They’ll get more out of class, too: Children seem to learn more efficiently when information is spaced out—when it is distributed over time. It’s been widely documented that the brain needs a break. High-performing East Asian schools have famously long school days—but much of the extra time is taken up by recess, not instruction. Which might be why recess is now back, even in places like Atlanta (although it is squeezed for time).
Despite the cognitive and social benefits of recess, principals still hate it: In the scholarship on recess, they inevitably describe their recess periods as total chaos. In Chicago, recess has been out of the schools so long that principals are nervous about having it back.
That’s the twist in this rebirth-of-recess narrative: In part because of these fears, recess in many schools is now a very different beast. It’s more structured and sports-focused, less dreamy and aimless. Whether it leads to the same cognitive and social benefits is an open question. The nonprofit organization Playworks puts full-time “recess coaches” in low-income schools—currently they’re in 387 schools in 23 cities—who teach children how to play: They organize games; they model how to resolve disputes (rock-paper-scissors); they try to get kids more active and engaged. (A recent study found that schools with Playworks reported less bullying and better behavior.)
“Recess has changed because the times we live in have changed,” says Playworks CEO Jill Vialet. Children no longer know how to play, she says; they don’t run around after school with all the kids on their block. “What we’re doing is creating just enough structure. That same structure that was created by the older kids in the neighborhood in times past—we’re creating that now on the schoolyard.”
Playworks doesn’t make kids play, Vialet says, and the recess coach doesn’t run recess. “There’s multiple things happening on the schoolyard at any given point. The coach floats around the schoolyard.” But the Playworks vision of recess—more structured, more orderly, more active—is very different from the traditional anything-goes break from class.
Recess may look problematic to the grown-ups, but for Pellegrini, the value of recess is that the children, not the adults, are in charge. It may not look pretty, but that’s the point. “A very important part of what kids do on the playground is social competence—that is, they learn how to get along with others,” he says. “You have to cooperate, you have to use language, you have to compromise. And that’s not trivial. That is huge, in terms of both academic success and success in life.”
And despite the fears of many administrators, who talk about recess as if it were a “Lord of the Flies” sequel, studies have shown that there is surprisingly little violence on playgrounds, says Pellegrini: “It accounts for less than 2 percent of all behavior.”
For someone like Pellegrini, the structured recess of PlayWorks is anathema—the value of recess is in messy free play. For the principals in Playworks schools, structured recess is a godsend—precisely because it isn’t messy.
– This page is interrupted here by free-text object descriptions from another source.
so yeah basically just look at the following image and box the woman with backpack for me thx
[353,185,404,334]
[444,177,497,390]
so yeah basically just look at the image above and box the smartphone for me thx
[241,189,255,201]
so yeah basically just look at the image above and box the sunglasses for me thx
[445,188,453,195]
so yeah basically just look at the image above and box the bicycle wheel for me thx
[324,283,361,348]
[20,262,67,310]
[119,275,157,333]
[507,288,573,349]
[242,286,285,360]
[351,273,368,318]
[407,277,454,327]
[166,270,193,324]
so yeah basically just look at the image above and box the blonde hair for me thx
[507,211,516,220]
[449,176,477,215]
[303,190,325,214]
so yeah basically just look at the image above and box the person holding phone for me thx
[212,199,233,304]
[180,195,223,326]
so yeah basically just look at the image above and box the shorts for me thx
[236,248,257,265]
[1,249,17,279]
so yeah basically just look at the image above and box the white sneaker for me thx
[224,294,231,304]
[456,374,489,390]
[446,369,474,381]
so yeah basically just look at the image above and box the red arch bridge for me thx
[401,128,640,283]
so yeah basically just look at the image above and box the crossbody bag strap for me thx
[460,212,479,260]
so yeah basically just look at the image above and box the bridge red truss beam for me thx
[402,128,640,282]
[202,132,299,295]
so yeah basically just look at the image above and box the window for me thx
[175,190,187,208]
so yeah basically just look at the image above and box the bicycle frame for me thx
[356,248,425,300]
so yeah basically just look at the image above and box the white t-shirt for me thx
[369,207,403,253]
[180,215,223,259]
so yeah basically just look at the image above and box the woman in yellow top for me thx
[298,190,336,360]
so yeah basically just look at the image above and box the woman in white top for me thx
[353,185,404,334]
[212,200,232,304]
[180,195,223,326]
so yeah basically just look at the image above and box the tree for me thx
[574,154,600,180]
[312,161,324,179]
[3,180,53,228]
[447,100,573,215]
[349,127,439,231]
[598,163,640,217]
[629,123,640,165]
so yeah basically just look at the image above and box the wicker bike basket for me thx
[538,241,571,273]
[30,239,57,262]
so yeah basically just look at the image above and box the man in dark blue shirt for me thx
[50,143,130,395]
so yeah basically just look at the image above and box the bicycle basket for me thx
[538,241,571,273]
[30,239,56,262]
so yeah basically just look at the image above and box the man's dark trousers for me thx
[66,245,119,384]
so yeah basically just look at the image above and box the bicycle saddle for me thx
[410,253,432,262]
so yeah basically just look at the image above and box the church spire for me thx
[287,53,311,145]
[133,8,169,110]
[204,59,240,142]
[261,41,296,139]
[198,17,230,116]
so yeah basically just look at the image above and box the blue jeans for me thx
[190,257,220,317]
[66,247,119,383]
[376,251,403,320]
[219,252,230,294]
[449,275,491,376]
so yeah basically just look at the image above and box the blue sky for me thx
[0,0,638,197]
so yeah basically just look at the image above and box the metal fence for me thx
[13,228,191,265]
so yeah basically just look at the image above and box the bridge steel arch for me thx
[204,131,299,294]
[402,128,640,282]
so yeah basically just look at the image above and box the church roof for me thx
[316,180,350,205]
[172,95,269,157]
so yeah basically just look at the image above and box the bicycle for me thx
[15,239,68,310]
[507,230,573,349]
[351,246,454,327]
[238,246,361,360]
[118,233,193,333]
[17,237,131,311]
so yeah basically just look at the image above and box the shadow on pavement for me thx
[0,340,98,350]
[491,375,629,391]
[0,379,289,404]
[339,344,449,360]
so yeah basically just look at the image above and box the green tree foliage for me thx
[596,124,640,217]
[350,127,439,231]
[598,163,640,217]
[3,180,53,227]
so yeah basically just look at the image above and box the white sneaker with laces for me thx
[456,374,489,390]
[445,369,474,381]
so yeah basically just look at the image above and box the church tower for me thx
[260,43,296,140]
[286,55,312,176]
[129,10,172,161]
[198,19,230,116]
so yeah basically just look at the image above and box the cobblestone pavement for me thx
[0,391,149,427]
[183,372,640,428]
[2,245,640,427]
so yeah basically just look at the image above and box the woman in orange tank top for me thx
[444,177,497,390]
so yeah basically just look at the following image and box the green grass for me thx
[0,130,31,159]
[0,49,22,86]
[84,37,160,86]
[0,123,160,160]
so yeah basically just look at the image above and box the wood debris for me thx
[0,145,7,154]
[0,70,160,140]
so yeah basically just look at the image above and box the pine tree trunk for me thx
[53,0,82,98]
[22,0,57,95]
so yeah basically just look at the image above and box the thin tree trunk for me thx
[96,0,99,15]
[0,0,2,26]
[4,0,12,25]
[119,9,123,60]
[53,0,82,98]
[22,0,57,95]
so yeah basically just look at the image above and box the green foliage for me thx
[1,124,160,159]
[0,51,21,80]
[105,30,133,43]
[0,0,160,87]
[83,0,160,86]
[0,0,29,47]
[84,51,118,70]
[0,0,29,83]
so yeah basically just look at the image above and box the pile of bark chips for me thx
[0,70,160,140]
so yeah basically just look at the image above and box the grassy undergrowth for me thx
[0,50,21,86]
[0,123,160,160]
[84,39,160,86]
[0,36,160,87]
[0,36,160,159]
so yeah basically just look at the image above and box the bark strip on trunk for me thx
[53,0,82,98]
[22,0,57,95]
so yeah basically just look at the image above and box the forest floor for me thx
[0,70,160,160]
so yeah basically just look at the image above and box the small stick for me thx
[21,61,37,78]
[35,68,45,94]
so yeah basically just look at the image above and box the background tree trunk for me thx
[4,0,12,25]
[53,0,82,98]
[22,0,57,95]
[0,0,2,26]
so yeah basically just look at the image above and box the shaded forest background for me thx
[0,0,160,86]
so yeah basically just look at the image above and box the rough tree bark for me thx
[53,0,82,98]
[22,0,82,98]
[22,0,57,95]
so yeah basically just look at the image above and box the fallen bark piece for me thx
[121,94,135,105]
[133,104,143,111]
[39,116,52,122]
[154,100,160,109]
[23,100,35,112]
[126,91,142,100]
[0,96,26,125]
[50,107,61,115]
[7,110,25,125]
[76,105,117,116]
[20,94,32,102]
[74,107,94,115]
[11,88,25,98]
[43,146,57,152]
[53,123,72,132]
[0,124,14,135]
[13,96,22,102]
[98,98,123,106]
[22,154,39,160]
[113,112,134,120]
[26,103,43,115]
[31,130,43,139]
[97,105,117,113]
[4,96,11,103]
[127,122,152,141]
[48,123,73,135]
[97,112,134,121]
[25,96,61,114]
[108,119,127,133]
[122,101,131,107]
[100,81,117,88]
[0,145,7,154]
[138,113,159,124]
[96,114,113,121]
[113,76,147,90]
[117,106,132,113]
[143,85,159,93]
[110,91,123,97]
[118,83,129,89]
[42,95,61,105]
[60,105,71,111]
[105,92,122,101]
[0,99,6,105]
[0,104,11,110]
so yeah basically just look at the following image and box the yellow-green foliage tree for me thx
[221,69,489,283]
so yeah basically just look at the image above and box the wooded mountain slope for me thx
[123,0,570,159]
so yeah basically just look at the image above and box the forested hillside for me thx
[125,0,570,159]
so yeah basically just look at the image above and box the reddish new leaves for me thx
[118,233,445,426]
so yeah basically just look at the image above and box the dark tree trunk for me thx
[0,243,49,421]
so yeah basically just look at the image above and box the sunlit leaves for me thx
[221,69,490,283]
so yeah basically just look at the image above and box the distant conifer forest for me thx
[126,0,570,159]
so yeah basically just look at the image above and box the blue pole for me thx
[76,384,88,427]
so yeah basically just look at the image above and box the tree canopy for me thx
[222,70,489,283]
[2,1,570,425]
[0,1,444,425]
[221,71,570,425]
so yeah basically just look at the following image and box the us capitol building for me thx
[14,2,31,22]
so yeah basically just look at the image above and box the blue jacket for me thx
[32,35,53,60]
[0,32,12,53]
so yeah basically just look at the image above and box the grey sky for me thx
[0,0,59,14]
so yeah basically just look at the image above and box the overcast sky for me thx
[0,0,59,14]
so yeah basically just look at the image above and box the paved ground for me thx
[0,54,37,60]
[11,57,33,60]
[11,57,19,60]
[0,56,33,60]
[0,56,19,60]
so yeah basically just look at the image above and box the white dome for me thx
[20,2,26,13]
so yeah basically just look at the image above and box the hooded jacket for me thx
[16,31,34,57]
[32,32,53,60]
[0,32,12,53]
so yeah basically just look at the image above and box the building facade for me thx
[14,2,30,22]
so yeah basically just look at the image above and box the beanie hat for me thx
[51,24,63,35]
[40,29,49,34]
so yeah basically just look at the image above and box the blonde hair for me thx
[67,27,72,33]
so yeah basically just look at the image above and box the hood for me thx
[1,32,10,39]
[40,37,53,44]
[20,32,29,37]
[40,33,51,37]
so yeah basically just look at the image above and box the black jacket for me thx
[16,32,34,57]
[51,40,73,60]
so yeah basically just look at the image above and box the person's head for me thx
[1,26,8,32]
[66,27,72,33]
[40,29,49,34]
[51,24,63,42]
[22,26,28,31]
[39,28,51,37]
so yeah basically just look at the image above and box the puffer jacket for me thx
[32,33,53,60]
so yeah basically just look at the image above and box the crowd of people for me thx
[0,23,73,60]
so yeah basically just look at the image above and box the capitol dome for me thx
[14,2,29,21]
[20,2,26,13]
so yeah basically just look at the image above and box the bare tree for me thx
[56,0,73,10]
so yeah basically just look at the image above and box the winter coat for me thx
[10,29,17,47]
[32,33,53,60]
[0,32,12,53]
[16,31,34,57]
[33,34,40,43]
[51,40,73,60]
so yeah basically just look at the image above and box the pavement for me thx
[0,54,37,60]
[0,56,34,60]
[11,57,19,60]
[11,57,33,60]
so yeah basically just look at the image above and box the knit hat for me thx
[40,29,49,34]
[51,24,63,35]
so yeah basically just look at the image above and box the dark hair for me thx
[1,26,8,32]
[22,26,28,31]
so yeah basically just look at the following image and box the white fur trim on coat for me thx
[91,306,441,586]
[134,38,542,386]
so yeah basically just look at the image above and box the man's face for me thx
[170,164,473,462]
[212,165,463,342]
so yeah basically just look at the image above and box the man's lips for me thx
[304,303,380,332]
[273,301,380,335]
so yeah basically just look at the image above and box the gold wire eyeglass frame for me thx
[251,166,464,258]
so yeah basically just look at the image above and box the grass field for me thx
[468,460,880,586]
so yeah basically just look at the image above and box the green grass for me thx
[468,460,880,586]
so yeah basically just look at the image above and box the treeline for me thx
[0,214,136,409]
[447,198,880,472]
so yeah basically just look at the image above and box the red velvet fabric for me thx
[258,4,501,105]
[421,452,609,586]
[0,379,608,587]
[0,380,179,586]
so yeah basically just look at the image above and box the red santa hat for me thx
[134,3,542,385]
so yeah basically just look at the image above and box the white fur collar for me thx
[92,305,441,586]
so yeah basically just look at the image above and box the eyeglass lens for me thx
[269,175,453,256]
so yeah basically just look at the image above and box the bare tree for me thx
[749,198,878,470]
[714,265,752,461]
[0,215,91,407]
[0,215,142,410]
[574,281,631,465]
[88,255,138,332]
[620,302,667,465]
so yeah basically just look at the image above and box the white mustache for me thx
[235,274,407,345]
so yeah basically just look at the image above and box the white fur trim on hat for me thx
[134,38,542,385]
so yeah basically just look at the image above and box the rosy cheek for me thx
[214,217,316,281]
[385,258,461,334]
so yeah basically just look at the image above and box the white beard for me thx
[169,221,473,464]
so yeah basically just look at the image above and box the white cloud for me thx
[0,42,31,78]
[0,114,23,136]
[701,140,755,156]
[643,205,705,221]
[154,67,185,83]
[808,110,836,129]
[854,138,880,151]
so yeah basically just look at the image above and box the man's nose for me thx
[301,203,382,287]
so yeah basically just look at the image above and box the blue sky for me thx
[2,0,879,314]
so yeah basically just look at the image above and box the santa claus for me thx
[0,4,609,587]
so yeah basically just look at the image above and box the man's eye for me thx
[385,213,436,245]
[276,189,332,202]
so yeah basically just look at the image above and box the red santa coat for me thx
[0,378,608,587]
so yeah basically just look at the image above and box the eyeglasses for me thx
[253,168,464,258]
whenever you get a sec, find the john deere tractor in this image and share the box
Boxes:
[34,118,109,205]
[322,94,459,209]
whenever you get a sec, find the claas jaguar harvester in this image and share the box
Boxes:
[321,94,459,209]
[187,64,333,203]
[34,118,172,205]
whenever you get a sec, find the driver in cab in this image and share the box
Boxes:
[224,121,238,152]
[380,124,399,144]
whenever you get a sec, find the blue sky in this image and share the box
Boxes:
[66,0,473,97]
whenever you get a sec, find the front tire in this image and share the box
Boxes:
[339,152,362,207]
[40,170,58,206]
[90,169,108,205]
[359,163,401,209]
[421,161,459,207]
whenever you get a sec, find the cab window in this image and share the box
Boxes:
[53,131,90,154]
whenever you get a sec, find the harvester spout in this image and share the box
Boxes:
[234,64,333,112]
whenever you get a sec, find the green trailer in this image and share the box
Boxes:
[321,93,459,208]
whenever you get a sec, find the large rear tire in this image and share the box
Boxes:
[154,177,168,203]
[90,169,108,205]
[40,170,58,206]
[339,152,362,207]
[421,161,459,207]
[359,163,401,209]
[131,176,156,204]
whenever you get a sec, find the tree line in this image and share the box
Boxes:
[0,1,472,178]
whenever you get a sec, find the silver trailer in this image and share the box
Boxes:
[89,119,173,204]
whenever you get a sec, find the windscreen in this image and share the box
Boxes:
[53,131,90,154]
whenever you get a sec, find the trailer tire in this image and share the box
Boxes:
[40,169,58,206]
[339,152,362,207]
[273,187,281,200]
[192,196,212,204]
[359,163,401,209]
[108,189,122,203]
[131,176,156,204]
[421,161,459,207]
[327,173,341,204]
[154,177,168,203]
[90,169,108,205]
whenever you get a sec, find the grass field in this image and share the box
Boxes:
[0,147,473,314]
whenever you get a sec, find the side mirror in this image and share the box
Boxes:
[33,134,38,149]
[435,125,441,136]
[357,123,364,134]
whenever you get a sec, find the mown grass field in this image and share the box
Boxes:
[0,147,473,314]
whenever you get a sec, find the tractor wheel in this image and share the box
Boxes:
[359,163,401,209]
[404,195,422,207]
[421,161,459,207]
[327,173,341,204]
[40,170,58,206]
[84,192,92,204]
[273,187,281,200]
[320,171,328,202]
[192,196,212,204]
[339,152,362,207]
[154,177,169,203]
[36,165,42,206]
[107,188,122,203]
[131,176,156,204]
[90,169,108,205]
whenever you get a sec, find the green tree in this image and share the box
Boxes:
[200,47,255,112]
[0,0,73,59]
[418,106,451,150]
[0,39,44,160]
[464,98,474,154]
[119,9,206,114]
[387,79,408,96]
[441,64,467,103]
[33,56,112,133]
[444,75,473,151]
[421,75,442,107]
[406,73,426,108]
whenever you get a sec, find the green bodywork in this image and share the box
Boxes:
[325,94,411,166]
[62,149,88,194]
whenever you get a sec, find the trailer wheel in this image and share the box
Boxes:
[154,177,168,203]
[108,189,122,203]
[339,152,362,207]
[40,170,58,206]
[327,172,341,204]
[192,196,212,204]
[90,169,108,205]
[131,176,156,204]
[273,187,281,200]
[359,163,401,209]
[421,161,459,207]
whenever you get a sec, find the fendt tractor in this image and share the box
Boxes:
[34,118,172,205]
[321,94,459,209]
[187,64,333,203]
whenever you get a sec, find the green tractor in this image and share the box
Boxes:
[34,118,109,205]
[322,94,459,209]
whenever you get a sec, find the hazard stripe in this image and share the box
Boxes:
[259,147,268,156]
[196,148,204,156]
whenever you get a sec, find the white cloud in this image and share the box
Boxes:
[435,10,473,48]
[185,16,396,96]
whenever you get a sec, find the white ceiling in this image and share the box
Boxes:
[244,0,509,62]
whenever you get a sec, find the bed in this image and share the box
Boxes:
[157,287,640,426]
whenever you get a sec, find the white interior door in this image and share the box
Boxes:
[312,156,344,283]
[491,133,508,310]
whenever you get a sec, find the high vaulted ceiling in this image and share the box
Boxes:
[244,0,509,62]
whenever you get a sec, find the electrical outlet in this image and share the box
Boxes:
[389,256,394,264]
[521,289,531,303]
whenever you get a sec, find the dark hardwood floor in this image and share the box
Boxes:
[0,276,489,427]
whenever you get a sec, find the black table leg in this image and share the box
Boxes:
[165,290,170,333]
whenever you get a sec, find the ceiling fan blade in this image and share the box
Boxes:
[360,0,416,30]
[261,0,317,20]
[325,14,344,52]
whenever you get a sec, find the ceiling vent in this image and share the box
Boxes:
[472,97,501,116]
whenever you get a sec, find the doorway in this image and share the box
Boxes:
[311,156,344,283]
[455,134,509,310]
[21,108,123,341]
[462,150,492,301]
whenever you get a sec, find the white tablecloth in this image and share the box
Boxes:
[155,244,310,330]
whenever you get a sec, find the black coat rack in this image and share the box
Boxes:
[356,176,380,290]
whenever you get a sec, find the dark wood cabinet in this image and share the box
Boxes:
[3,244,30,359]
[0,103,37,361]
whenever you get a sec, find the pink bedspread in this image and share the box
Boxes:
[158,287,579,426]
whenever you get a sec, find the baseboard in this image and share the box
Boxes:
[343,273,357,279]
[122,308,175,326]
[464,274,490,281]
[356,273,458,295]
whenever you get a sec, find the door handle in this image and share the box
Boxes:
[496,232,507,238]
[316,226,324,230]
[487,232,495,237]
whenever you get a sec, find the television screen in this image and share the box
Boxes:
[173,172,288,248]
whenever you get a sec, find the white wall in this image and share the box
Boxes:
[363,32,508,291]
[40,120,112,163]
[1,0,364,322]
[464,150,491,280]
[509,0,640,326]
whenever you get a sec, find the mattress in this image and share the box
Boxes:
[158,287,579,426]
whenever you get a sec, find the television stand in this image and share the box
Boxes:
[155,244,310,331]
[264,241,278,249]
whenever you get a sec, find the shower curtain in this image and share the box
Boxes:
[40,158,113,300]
My childhood memory of recess—as a break that came twice a day, like a natural phenomenon, and that was wonderfully aimless—may be nothing like the recess my children will someday have. The argument over whether to have recess may be ending. But the argument over what recess means is only now beginning. Can we give kids today the freedom to play? Or do we need a pedagogy of recess—a pedagogy of free time? The answer may depend on what we value most, or what we can afford to value most: order or chaos, activity or daydreaming, learning to play or learning to be.